Jochen Gerz (born 1940) and Esther Shalev-Gerz (born 1948) provoked an international discussion, over a period of eight years, with their 1986-1993 Anti-Fascist Memorial. On the 10th November 1993, faithful to the artists' concept, the memorial was definitively lowered into the ground. It was intended to provoke thought and reaction, over a not indefinite period of time, and to remain in peoples memories, rather than becoming a mere token of guilt which through habituation becomes forgotten or ignored.

Citizens of Hamburg and visitors to the city were invited to add their names to those of the artists on the tower. It was intended to commit people to being and remaining vigilant. As each section of the 12 m high pillar was covered in names so was that particular section lowered into the ground, until finally the tower was completely beneath the ground.
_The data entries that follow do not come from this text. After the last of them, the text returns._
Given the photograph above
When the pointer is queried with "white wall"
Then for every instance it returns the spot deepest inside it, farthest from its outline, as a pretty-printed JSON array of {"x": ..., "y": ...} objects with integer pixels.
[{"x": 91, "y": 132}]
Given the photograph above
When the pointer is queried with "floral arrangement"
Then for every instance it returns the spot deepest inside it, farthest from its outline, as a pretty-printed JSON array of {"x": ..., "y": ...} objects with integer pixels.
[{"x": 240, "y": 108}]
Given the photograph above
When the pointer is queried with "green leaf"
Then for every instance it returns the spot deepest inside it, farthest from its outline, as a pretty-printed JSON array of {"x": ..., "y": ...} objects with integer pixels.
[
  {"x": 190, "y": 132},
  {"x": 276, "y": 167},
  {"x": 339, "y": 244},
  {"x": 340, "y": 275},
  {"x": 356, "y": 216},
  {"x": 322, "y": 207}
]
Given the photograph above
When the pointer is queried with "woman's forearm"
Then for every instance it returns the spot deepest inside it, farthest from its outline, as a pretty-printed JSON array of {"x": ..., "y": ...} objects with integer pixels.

The belief was that no permanent object can be a substitute for the fight against injustice. This was the artistic concept and is what remains of the original memorial, written in seven languages, on the site of the former pillar.

Passer-by Adding Her Name

In 1986 in Harburg Ring, close to the Harburg Town Hall, the pillar was erected on top of a brick platform situated between Hauptstraße and the entrance to the underground commuter (S) station. The 1 m² crosss-section lead pillar was lowered into the ground in eight stages until all that remained was the top of the pillar as a lead plaque level with the ground, and a small window in a door in the platform beneath, with a view of a pedestrian subway and the shaft with the buried pillar.

     

                                2nd Lowering in October 1988     4th Lowering in February 1990

     

                                5th Lowering in December 1990     7th Lowering in November 1992

8th and Final Lowering in November 1993

View of the Sunken Pillar through the Door in the Platform

The concealed memorial symbolizes the suppressed memory of the holocaust. There were 60,000 visible reactions added to the memorial. The concept was totally successful; the lead surface was substancially covered in both a positive and negative manner. In addition to signatures there were sayings and quotations, racial remarks and swastikas were visible and overwritten with "Nazis out!", felt-tip pen graffiti, and spray-tags, scratches and scrapes, and a hole gouged into the lead surface in naked violence. The most extreme reaction was that it received a bullet shot.

 

               Detail of the Surface of the Memorial   ;       Damage to the Lead Surface of the Memorial

The staged lowering of the memorial, programmed events and discussions enabled the artists to repeatedly bring the memorial into public debate and maintain a high profile over the eight year period.

Following this project Jochen Gerz created an even more abstract "memorial" in Saarbrücken in which the names of Jewish cemeteries were written on the underside of stones in a palace courtyard. In 1990 Jochen Gerz was awarded the Bremen Roland-Prize for "Kunst im öffentlichen Raum"/"Art in the Environment". In Bremen he developed an artistic project in which no visible object was created; the "memorial" existed in a survey and public discussion.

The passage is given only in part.